PARIS (Reuters) - Sloane Stephens showed on Sunday how phenomenal her game can be when her “heart and body” are “connected”, as unlucky Dutchwoman Arantxa Rus discovered in the first round of the French Open.
The American, who embarked on a forgettable eight-match losing streak immediately after her U.S. Open triumph last September, was at her destructive best as she walloped Rus 6-2 6-0 to chalk up her first win at a major since joining the grand slam winners’ club herself.
With the benefit of hindsight, Stephens now believes she should have known better than to put her body through that five-month losing run, which included a first-round exit at the Australian Open in January.
“I tried to do way more than I should have after the U.S.
Open and I should have just shut it down,” 10th seed Stephens, who missed the claycourt major last year while recovering from a foot injury, told reporters.

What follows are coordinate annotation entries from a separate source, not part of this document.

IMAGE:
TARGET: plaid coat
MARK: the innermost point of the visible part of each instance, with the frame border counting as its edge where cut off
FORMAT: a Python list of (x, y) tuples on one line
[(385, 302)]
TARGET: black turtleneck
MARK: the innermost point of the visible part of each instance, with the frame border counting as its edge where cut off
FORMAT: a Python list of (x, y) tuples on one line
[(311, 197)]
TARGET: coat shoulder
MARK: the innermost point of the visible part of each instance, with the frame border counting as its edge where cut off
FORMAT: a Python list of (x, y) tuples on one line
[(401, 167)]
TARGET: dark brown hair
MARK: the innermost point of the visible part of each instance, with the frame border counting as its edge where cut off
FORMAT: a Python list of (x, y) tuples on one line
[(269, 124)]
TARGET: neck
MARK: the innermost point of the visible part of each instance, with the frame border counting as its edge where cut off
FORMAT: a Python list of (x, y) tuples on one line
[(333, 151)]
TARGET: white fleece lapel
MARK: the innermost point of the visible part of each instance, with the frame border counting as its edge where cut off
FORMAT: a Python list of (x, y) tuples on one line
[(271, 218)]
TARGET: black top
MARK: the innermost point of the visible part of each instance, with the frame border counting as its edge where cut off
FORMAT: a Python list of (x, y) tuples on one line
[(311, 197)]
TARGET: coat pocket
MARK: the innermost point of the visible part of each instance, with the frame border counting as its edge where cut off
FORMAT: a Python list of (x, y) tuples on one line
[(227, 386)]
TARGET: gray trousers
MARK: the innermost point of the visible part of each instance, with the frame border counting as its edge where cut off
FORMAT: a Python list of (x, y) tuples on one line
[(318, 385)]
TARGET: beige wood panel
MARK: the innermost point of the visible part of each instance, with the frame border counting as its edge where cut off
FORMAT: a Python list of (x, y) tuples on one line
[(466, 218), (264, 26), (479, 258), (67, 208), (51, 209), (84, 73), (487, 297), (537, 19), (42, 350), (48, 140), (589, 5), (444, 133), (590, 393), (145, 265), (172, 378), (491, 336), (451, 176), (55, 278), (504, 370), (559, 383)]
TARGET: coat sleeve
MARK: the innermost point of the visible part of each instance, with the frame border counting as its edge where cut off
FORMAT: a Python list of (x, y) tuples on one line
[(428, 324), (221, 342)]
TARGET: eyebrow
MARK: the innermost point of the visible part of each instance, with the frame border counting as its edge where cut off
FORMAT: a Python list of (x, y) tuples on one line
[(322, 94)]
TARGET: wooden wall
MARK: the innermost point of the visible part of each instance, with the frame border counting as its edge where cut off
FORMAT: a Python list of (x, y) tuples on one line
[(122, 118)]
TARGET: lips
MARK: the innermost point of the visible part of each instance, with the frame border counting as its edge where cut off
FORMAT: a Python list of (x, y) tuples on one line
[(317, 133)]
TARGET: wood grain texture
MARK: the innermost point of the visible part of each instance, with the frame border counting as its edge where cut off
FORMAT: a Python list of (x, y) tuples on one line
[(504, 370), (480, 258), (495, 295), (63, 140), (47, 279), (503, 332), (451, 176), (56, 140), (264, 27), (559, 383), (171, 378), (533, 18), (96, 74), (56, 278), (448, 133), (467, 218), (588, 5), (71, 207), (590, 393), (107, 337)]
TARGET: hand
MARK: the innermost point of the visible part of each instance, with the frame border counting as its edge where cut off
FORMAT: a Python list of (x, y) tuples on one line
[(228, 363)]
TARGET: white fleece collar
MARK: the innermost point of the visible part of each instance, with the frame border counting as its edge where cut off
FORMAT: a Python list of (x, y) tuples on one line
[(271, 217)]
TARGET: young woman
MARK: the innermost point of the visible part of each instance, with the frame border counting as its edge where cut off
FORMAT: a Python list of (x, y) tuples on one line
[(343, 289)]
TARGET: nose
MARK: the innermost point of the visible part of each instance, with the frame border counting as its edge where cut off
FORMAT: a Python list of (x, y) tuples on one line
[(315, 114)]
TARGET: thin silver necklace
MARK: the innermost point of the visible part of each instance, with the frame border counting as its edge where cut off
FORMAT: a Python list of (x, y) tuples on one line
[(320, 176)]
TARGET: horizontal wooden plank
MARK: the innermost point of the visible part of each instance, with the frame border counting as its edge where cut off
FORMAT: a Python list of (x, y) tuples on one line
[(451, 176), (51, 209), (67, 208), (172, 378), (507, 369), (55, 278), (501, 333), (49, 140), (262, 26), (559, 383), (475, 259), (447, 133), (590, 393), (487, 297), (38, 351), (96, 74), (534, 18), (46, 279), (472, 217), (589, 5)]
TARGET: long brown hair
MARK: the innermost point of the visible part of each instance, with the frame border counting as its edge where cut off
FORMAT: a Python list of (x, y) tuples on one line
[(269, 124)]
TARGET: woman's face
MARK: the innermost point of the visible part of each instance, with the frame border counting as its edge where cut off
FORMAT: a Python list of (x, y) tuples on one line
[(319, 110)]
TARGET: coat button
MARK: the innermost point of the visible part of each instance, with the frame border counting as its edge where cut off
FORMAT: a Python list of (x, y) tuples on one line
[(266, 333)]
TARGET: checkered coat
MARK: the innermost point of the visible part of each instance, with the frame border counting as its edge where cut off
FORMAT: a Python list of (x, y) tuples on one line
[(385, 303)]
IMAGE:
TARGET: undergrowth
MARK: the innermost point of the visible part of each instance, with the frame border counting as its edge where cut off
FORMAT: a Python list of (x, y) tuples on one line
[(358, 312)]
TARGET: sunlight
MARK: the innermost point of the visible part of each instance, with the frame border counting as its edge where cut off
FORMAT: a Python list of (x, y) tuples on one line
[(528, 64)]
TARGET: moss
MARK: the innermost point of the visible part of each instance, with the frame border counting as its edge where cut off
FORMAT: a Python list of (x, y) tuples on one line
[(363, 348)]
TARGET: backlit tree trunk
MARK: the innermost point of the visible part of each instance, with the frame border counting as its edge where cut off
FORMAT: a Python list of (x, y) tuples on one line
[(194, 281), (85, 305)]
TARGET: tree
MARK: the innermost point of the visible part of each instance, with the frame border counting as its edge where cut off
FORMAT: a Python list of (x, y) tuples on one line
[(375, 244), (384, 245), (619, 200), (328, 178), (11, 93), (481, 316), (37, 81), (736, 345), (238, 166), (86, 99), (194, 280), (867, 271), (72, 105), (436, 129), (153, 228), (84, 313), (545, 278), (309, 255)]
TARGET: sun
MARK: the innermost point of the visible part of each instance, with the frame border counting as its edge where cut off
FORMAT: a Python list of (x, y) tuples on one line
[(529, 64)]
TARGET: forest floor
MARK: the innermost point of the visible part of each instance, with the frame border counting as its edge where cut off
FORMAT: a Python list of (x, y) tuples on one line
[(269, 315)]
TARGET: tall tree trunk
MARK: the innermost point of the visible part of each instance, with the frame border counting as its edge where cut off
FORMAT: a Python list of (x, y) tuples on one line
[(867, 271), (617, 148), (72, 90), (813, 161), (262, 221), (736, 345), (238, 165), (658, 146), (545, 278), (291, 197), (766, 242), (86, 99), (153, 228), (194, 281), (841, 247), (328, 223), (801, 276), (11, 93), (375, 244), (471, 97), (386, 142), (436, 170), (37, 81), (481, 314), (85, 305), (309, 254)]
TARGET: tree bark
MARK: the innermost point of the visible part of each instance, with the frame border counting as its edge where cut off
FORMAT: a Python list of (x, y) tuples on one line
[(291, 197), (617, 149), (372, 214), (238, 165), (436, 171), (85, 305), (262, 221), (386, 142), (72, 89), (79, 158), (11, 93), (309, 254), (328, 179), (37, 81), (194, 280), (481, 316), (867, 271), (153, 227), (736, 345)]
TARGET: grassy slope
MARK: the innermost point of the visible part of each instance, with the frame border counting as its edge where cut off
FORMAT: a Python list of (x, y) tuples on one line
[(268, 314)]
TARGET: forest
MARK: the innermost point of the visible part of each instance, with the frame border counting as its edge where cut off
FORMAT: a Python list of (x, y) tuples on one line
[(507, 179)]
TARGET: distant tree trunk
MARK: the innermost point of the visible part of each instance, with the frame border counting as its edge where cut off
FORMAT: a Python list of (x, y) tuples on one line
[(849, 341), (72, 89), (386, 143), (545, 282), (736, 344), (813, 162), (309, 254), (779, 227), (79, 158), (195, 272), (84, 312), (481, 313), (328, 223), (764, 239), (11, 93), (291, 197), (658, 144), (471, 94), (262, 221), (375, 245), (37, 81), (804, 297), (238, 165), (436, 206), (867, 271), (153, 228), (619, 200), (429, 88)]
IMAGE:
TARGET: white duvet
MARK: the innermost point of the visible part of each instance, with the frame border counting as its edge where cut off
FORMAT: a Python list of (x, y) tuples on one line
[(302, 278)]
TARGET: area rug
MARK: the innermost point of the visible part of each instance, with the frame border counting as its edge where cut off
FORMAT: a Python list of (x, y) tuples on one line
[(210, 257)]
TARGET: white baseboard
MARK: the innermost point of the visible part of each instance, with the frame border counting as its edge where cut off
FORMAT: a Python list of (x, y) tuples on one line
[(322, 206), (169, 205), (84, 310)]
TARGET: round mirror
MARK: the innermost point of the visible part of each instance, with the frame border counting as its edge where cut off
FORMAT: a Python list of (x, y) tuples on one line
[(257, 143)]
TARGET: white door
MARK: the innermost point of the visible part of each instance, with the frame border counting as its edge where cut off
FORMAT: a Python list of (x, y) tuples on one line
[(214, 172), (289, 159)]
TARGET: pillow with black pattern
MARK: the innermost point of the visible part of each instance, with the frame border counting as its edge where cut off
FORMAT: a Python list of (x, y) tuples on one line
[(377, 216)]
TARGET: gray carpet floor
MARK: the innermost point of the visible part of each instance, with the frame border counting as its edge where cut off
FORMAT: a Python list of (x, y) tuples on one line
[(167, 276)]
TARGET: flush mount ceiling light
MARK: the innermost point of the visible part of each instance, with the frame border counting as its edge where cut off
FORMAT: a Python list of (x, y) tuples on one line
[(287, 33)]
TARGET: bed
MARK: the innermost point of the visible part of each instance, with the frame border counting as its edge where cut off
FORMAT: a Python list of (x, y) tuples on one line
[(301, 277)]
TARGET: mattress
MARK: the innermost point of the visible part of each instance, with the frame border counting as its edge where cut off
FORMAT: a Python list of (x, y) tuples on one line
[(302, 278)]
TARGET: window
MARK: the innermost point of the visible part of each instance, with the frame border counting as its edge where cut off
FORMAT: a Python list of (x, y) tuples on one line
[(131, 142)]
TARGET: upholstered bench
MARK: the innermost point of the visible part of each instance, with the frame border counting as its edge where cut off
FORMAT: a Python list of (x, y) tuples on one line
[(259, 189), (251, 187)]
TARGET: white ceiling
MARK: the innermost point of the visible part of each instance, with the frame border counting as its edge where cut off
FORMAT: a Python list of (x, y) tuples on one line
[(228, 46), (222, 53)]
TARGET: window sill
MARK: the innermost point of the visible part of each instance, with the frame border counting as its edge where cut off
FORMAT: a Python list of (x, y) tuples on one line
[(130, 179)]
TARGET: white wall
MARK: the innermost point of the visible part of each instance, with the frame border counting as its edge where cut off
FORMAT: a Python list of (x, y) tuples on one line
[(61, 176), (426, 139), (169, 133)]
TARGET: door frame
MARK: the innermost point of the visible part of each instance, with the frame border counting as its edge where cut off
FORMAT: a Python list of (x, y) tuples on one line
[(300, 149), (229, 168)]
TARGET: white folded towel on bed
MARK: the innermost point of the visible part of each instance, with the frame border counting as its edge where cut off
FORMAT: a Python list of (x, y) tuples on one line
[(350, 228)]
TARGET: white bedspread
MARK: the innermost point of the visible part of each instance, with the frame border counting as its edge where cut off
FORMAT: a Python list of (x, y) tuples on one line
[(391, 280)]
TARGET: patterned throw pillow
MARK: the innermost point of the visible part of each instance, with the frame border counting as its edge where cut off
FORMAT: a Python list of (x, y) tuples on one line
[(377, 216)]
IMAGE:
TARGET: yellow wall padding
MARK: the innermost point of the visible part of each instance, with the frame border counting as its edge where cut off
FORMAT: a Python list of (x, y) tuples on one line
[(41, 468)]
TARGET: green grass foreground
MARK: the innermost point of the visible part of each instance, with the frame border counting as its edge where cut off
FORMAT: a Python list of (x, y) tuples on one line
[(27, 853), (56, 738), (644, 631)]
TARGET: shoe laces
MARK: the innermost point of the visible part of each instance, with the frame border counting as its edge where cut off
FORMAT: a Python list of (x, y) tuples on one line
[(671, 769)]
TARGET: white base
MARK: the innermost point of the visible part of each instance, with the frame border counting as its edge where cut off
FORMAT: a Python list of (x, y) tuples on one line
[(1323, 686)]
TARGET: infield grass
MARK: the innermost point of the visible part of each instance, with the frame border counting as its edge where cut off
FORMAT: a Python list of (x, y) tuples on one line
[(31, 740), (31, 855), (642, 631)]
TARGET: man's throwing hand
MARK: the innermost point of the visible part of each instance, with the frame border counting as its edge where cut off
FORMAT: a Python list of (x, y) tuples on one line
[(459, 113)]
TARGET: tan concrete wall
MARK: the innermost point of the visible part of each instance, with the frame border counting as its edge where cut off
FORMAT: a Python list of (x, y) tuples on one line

“My heart was there but my body wasn’t. So when the two things aren’t connected, it’s never a good thing.”
However, when the two things are connected, it is not a good thing for her opponents.
On Sunday, Rus managed to produce only two winners during the contest as Stephens ran her ragged from the baseline with a non-stop flow of groundstrokes that flew off the sunbaked clay.
Despite Stephens’s status as the reigning Flushing Meadows champion, French Open organizers did not rate her a big enough draw to merit a place on one of the three main showcourts.
Rather than getting worked up about being asked to play on the more intimate Court 18, Stephens was delighted that fans had packed into the new, 2,200-capacity arena to watch her in action.
“Not playing here last year, I missed it. So any court you put me on is okay as long as I get one,” Stephens, who broke into the world’s top 10 for the first time following her triumph at the Miami Open in March, said diplomatically.
“It was actually really nice. There was a full crowd. So you can’t really complain too much about that.”
What she will be concerned about, though, is doing well in Paris after failing to progress beyond the fourth round in six previous visits.
But on Sunday if Rus harbored any hopes of pulling off another upset, especially since Stephens had failed to navigate past the third round in any of her three build-up tournaments, those hopes were dashed in 49 brutal minutes.
The result secured Stephens a second-round match with either Russian Ekaterina Alexandrova or Magdalena Frech from Poland.